Per this figure from "Advanced Engine Development at Pratt & Whitney" by Dick Mulready, the maximum ISP mixture from Oxygen / Hydrogen is always on the rich side of 8:1 stoichiometric, but moves leaner from 4.5:1 to 6.5:1 as chamber pressure and expansion ratio increases. The denser oxygen also reduces the size and weight of the tankage necessary as the mixture moves leaner.
Ideal oxygen-Hydrogen Performane.jpg
 
As Dagger fully correctly wrote, the max. ISP it the theoretical upper limit and this will be achieved by stoichiometric combustion (of any kind). We all should be aware, that it is a theoretical limit of what can be achieved by any possible rocket in the universe.

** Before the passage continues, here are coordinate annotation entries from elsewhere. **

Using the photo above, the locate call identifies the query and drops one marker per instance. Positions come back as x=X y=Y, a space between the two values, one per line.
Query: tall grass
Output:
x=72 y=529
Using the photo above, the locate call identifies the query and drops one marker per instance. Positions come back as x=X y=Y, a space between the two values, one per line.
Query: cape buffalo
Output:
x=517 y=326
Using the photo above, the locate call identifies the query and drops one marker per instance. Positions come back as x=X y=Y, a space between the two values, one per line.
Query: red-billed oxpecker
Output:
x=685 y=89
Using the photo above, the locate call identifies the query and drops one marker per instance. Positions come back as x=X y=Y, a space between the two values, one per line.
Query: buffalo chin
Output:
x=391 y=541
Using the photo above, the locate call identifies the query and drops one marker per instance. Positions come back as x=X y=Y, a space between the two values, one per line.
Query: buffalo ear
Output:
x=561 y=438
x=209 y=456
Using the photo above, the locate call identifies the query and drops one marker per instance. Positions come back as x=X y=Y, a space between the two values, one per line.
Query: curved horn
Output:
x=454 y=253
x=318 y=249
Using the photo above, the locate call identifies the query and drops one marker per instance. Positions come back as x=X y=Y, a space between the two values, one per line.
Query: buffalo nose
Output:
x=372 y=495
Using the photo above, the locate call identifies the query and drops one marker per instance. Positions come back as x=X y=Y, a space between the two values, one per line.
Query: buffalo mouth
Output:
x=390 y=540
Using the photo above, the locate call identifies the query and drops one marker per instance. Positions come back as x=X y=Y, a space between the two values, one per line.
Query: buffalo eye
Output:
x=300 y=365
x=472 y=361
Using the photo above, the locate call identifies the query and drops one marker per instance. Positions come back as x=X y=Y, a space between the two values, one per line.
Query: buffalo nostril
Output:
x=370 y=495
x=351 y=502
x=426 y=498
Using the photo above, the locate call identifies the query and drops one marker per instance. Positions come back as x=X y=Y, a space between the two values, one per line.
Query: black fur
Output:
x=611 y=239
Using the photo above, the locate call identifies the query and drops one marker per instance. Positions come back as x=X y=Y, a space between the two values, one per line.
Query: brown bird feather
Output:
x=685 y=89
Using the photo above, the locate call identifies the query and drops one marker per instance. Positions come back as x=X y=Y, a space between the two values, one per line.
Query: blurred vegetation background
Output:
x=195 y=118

This doesn't change, when real world rockets operate slightly rich or lean, they will never achieve or even surpass the max. ISP, no matter which kind of combustion is used. Please don't try to bluer this simple fact by opening side topics which have nothing to do with the key question.
 
An increase in the expansion ratio is the sign of an increase in the reaction time, hence a raise in temperature for the reactants. This simple kinetic indicative rule help to explain the decrease in optimum observed stochiometric ratio.

@Tuna : the increase in CO output (something that will react with ozone layer negatively) is almost always a sign of an uncompleted combustion. In complement to the stochiometric ratio, the flame temperature is driving this effect, mainly by the heat absorption from the excess of fuel.
 
Raptor is gas-gas, because it is a full-flow staged combustion rocket engine. The fuel and oxidizer are both 700-800K when they enter the main combustion chamber.
No, Raptor is NOT gas-gas, but LNG - LOX . What happens inside the "black box" is irrelevant.

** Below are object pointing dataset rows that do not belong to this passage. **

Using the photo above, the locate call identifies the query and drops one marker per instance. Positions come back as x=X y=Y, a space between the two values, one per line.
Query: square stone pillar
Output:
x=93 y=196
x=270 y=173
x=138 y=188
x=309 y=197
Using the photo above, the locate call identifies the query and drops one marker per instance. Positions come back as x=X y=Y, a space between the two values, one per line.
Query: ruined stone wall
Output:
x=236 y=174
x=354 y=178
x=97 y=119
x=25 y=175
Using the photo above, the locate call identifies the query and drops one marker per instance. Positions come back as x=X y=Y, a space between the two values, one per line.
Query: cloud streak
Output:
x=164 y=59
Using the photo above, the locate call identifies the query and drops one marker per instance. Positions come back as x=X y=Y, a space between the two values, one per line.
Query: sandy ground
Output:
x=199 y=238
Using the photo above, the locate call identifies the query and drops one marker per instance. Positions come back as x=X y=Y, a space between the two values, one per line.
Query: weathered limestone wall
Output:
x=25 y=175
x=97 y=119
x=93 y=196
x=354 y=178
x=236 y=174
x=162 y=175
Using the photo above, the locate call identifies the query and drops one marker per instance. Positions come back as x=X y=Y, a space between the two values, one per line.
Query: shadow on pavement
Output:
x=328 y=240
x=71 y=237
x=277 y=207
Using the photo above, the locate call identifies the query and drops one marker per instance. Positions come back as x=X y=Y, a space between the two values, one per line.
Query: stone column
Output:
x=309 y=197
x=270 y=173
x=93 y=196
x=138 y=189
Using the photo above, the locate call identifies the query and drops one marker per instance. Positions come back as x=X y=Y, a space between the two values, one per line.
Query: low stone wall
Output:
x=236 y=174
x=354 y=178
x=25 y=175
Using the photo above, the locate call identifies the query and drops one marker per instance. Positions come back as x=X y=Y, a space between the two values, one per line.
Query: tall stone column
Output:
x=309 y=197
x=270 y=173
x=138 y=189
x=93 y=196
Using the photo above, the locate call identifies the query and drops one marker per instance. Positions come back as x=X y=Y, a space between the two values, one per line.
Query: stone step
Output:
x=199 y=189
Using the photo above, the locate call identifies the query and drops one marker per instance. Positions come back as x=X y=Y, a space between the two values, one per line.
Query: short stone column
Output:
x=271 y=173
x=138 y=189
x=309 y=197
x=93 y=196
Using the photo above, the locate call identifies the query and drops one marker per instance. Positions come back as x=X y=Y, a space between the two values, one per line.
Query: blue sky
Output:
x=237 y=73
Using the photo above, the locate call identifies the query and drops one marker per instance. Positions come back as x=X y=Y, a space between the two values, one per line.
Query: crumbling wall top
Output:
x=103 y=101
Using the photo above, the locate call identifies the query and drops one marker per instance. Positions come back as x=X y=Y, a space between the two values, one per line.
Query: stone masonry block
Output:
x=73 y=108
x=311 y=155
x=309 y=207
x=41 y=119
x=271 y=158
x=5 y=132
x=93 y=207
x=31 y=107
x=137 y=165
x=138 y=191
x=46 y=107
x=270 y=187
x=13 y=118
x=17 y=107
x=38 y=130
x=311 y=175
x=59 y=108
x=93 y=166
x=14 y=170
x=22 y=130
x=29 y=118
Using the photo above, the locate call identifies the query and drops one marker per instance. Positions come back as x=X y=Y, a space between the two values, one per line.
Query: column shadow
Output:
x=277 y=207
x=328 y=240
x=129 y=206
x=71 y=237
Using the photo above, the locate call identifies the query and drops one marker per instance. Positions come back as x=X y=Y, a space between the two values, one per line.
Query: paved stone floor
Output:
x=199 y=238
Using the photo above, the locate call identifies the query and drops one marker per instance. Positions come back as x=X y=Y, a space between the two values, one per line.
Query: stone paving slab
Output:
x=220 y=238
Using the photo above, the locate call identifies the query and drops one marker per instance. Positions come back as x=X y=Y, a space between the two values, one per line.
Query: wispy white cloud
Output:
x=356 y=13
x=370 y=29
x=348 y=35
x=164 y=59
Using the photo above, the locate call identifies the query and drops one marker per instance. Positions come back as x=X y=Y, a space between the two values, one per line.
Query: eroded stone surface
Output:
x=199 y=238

Raptor converts LNG and LOX into exhaust. Both have a lower enthalpy than gaseous methane and gaseous hydrogen so the exhaust will also have less energy and therefor a lower Isp.

What one reads about the benefits of RD in a rocket engine is mainly BS.
The RDRE scientists need to keep the money flowing in their direction.
Some of these "scientists" make Isp claims that are thermodynamically impossible.

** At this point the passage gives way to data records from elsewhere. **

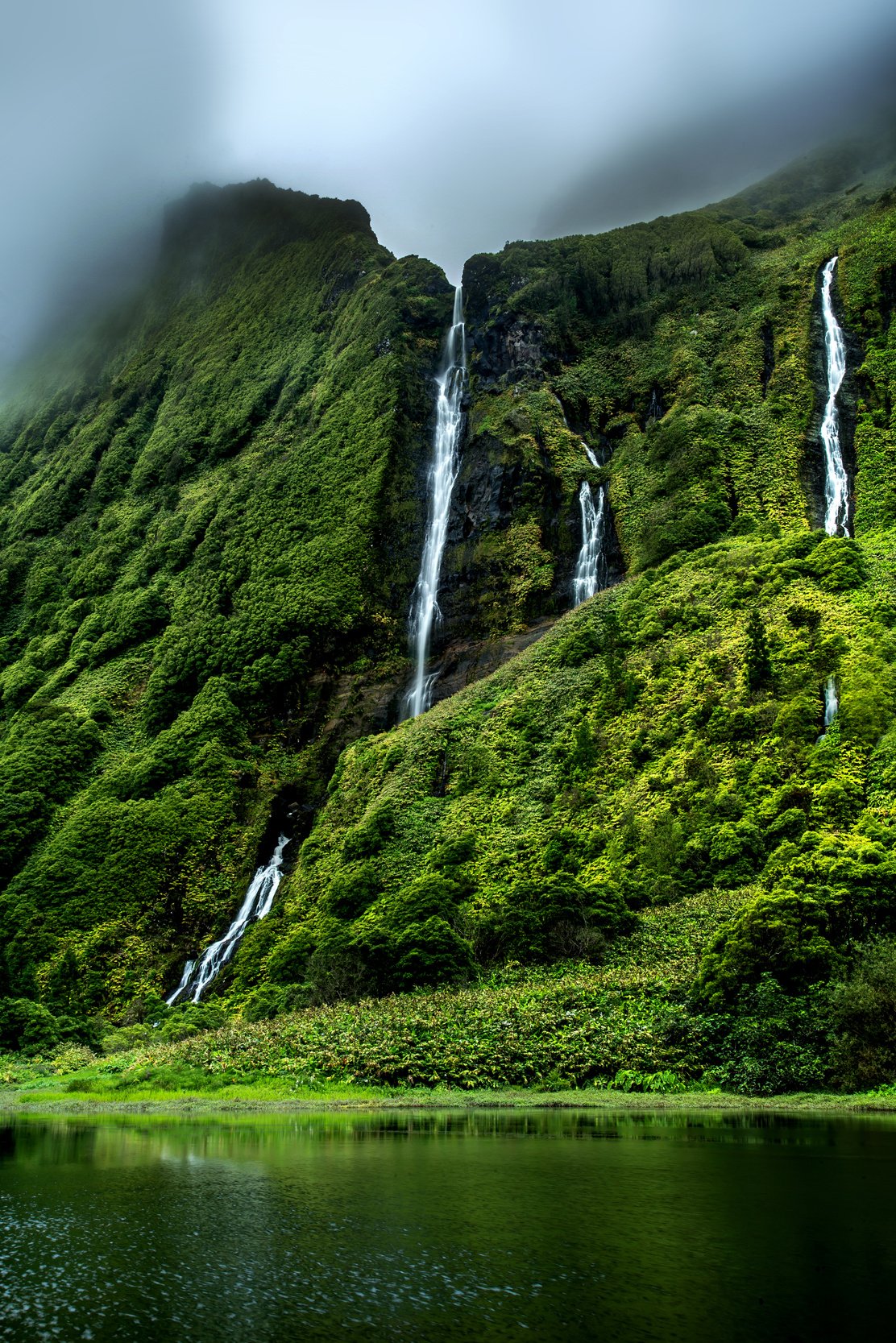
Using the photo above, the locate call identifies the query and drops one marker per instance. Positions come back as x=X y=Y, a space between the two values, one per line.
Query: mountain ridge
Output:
x=214 y=638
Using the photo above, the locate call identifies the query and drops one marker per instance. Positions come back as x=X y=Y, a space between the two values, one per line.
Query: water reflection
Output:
x=425 y=1225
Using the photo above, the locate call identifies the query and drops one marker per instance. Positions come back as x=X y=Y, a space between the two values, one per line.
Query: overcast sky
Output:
x=458 y=126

Per this figure from "Advanced Engine Development at Pratt & Whitney" by Dick Mulready, the maximum ISP mixture from Oxygen / Hydrogen is always on the rich side of 8:1 stoichiometric, but moves leaner from 4.5:1 to 6.5:1 as chamber pressure and expansion ratio increases.
That figure is from a 1963 brochure (appendix B) with no explanation whatsoever why the optimal propellant mixture ratio for maximum Isp would be well below the stoichiometric ratio.

A low O2/H2 ratio may be required for metallurgical reasons, but that has nothing to do with optimal Isp.
 
I think the primary advantage of RDE rockets is being able to generate high combustion pressures without the need for high pressure turbo pumps, which are heavy, complex, and a real challenge to get working correctly. And the donut shaped combustion chamber lends itself to a plug nozzle which is lighter than a bell nozzle and automatically adjusts to varying expansion ratios.

Rotating detonation combustion in an air breathing jet engine is where the big difference is possible, where compressing air is difficult and detonation can increase the peak chamber pressures well above what can be achieved with current constant pressure burning Brayton cycle, significantly increasing the thermal efficiency.
 
i wonder if RDE can be combine with P111 engine ?
This german High pressure Rocket engine used circular ring combustion chamber
since the drive shaft for Turbopump went true the combustion chamber to a Turbine that power by exhaust of combustion chamber !
This construction eliminate the Pre Burner and more compact engine with high performance
 
What sort of new capabilities could rotating detonation engines endow missiles? Could we get missiles with intercontinental range but small and light enough to be carried by a fighter jet?